Male and female Sprague-Dawley rats (15 animals/sex/dose group) were exposed to nominal concentrations of 0, 500 (increased to nominal 550 ppm), 1500 or 3000 ppm of n-butyl acetate for 6 hours per day, 5 days per week for 13 consecutive weeks. The time-weighted average analytical concentrations were within 10% of the target concentrations. Transient signs of sedation were observed during exposure to the 1500 and 3000 ppm concentrations. Body weights were significantly reduced in the mid and high concentration groups. Feed consumption was significantly lower in the 1500 and 3000 ppm group in comparison to the control group. Organ weights affected: weights of liver, kidneys and spleen were significantly lower for the males of the highest concentration group. Testes and adrenal gland weights for the mid and high concentration groups and the lung weights for the 3000 ppm males were significantly higher than for the control group. Additionally, effects on the stomach (probably stress related) and pulmonary system were observed: Females of the highest concentration group showed signs of irritation of the glandular stomach and necrosis in the non-glandular stomach. Some rats of the 1500 and 3000 ppm group showed degeneration of the olfactory epithelium along the dorsal medial meatus and ectomturbinates of the nasal passages. The severity was mild to moderate for the 3000 ppm group and minimal to mild for the 1500 ppm group. There was no systemic, organ specific toxicity. The no-observed-adverse-effect concentration (NOAEC) for this study is 2.6 mg/L (Bernard and David, 1996; David et al., 2001). Taking molecular weights into consideration this corresponds to 1.65 mg butanol/L, or 1655 mg butanol/m³. The study is considered to be reliable without restriction and supportive for the assessment of N,N-dimethylbutylamine (DMBA) because butanol is rapidly liberated in vivo from butylacetate, and butanol is also a potential metabolite of DMBA.
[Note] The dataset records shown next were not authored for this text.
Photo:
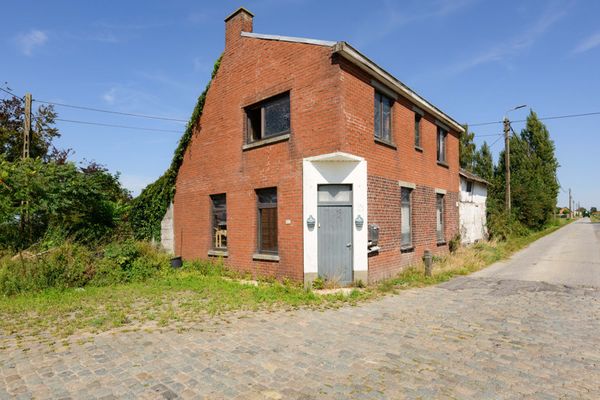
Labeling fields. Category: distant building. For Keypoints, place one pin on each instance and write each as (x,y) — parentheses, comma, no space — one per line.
(472,208)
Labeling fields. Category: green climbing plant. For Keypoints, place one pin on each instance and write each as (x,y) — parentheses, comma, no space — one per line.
(148,209)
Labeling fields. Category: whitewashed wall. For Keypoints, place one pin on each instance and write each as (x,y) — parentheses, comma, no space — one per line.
(472,212)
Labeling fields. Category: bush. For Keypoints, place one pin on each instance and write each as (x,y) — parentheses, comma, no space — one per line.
(70,265)
(74,265)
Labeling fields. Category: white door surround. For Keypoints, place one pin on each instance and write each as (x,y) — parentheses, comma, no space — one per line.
(335,168)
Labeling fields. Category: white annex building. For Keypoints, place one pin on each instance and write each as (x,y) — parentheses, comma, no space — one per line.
(472,210)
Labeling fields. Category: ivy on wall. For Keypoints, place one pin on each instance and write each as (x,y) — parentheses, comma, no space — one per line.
(149,208)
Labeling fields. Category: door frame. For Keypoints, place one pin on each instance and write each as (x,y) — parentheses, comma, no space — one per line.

Justification for selection of repeated dose toxicity via oral route - systemic effects endpoint:
Read across to related substance

Justification for selection of repeated dose toxicity inhalation - systemic effects endpoint:
Read across to potential metabolite

Justification for selection of repeated dose toxicity inhalation - local effects endpoint:
Read across to potential metabolite

Justification for selection of repeated dose toxicity dermal - systemic effects endpoint:
N,N-dimethylbutylamine is corrosive to the skin

Justification for selection of repeated dose toxicity dermal - local effects endpoint:
N,N-dimethylbutylamine is corrosive to the skin

Justification for classification or non-classification

No classification proposed, in accordance with ECHA (2012), Guidance on the application of theCLP criteria, section 3.9.2.5.1.